Population mobilisée

De nombreux organismes, tels que Bibliothèque et Archives nationales du Québec (BAnQ) et la Société des musées québécois (SMQ), se sont mobilisés pour appeler à une plus grande précaution du patrimoine. Ils ont lancé, il y a quelques jours un Appel à la numérisation du patrimoine québécois, afin de renforcer leur position à la consultation du projet de loi. « Nous devons tous appuyer les efforts de numérisation et de diffusion du patrimoine québécois afin de contribuer à la survie et au développement de notre identité collective », a indiqué Michel Perron, directeur général de la SMQ.

Le but ultime est de créer un réseau patrimonial numérique québécois. Ainsi les transferts, les prêts et les récupérations de données et de documents seront plus simples. Alors que l’opposition dit garder les yeux ouverts face aux décisions du gouvernement, elle s’attend à ce que des actes concrets soient pris.
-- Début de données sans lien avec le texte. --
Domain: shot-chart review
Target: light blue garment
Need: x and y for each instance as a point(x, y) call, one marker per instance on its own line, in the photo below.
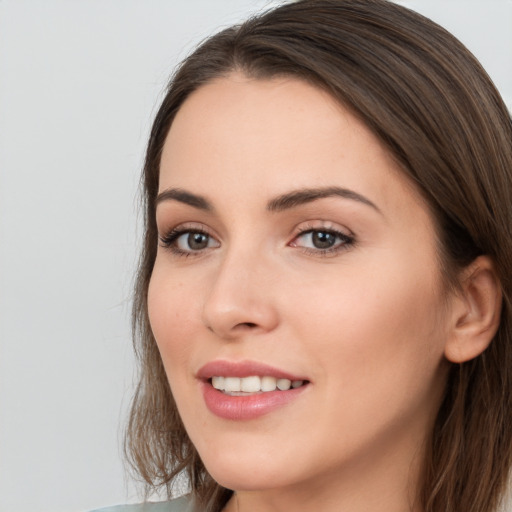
point(182, 504)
M. Yves Blanchet explique que « le projet de loi ne doit pas être l’objet d’un simple brassage administratif, mais une véritable mise en valeur du patrimoine».

Précautions à prendre

Cependant malgré une quasi-unanimité au sein des professionnels, d’autres émettent des réserves face à l’urgence que peut décréter BAnQ ou la SMQ. En effet, la numérisation parait être la seule solution pour pallier au problème. M. Sébastien Tessier, archiviste au Centre d’archives d’Abitibi-Témiscamingue, est sceptique. Il précise qu’on ne peut garantir la survie du numérique dans quelques décennies. « Le document numérique est un très bon outil, mais il n’a pas la valeur du document original. Lorsqu’il devient un élément de préservation, il faut être très prudent. On pensait révolutionner la vidéo avec le Beta ou le VHS, regardez où nous en sommes aujourd’hui. » Selon lui, l’importance dans ce nouveau cheminement de préservation est de ne pas prendre le numérique comme acquis à jamais, mais plutôt de se prémunir d’autres outils complémentaires.
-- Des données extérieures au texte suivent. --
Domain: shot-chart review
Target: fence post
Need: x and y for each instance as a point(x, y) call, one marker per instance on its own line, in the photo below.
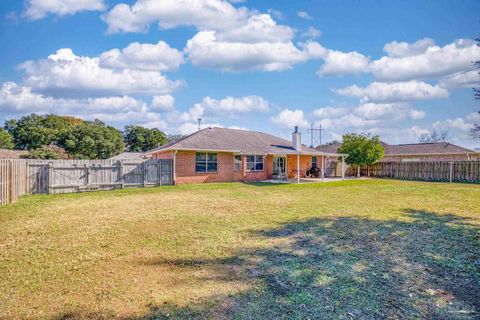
point(451, 171)
point(87, 174)
point(50, 174)
point(122, 176)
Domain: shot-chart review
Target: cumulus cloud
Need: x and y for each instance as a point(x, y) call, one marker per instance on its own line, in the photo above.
point(15, 98)
point(236, 105)
point(339, 63)
point(154, 57)
point(202, 14)
point(205, 50)
point(289, 118)
point(66, 72)
point(163, 103)
point(304, 15)
point(38, 9)
point(392, 111)
point(425, 60)
point(327, 112)
point(397, 91)
point(404, 49)
point(312, 32)
point(228, 38)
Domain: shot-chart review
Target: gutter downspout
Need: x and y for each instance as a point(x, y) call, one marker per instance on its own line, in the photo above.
point(175, 167)
point(298, 168)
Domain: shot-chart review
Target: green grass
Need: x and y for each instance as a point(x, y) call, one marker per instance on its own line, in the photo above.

Il y a cinq ans, après une consultation à l’échelle de la province, BAnQ a dressé un état des lieux de la numérisation patrimoniale au Québec. L’enquête, menée par BAnQ et la SMQ, a mené à plusieurs résultats. À savoir que le taux actuel de numérisation au Québec est d’environ 6%, et que la volonté des organismes responsables serait d’intensifier le réseau de collaboration entre les différents centres d’archives.